Heiwajima Shizuo hates violence. He hates the slow-boil that simmers deep inside his body, threatening to spill over. He hates the aggressive nature it nourishes: the constant, unyielding pressure to unleash his fists onto something inferior to his strength. He hates the destruction left in his wake, such as the lampposts bent at odd angles, the windows shattered into thousands of shards, and the buildings pummeled into rubble and debris. He hates how fragile the world and its inhabitants are. How breakable bones can be.

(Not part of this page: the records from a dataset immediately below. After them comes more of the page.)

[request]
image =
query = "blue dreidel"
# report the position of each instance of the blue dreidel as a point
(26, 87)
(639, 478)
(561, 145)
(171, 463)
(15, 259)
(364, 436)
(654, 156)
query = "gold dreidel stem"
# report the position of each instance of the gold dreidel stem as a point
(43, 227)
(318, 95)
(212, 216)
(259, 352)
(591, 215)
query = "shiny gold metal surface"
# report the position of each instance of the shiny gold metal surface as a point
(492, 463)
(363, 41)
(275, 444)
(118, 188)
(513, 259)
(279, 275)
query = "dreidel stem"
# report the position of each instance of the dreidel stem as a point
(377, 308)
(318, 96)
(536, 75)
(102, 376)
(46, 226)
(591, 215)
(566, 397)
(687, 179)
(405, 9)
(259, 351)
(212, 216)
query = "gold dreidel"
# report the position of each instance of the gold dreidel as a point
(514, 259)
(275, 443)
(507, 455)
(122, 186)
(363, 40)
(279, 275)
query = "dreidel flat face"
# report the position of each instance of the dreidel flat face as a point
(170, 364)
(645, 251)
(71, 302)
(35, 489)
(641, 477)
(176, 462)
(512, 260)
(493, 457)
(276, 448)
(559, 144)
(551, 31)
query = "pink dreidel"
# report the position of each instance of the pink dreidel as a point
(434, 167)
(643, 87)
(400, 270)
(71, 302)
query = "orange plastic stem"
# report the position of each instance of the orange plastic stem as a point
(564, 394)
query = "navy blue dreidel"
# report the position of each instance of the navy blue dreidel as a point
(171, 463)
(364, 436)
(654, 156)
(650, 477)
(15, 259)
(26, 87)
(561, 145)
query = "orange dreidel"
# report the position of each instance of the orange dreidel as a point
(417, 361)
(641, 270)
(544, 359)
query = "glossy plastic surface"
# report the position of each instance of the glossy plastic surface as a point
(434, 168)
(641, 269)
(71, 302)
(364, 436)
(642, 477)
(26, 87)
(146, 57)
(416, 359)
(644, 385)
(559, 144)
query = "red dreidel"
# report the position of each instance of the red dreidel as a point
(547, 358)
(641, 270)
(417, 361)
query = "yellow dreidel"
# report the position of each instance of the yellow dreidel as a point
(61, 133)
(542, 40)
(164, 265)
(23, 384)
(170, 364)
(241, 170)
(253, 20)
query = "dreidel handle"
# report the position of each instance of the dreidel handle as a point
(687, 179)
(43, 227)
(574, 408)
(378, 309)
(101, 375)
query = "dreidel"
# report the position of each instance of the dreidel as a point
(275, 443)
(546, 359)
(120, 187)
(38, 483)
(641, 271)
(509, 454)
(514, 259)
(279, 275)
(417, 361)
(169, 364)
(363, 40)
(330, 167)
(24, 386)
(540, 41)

But as a child, he'd been granted steel for limbs, a bulletproof skull, and armor for his heart. At first glance, people gawk in awe at his marvelous, unparalleled strength that remains shrouded in mystery. They wonder, ponder, and simply envy the blonde—they wish to be invincible too. Upon further inspection, however, the metal castings protecting his body also act as a wall, a barrier, for Shizuo cannot be gentle. He is incapable of overcoming his own defenses, unable to caress a woman's face without hurting her, lost for words when it comes to comforting an abandoned child in an alley, and, worst of all, conflicted over what it means to love someone, for nobody can bear to get close to him and the dangerous silhouette he poses.

Shizuo hates violence but, every night before he falls asleep, he stares at the ceiling, closes his eyes and whispers I hate myself.

After writing his name in the top right-hand corner, Shizuo cannot help but crinkle the paper in his hands. He tries again, his mechanical pencil scratching against the thin paper; Shizuo crumbles the notebook sheet into a ball. Alas, a third attempt is made. He takes his time, slowly scribbling the characters 平和島静雄 across the dotted line. His eyes fixate on those five characters, wondering how a few simple strokes can mean something.

His surname, 平和島, means peaceful island. The sixteen-year-old clasps his hands behind his head and leans back, the chair legs lifting off the floor. Within the confines of his bedroom, the blonde relinquishes a half-hearted laugh. While abnormally strong, he admits to being an introvert—a defense mechanism of some sort in order to protect himself and the people around him. Peaceful island, at least using Shizuo's logic, sounds distant, or better yet, isolated—he decides that it suits him.

The light chuckle subsides, however, as he focuses on his given name. 静雄. Quiet hero.

Shizuo's eyebrows wrinkle, his face contorting in disgust.

He isn't, and never will be, a hero.

From the moment Shizuo sees him, he dislikes him.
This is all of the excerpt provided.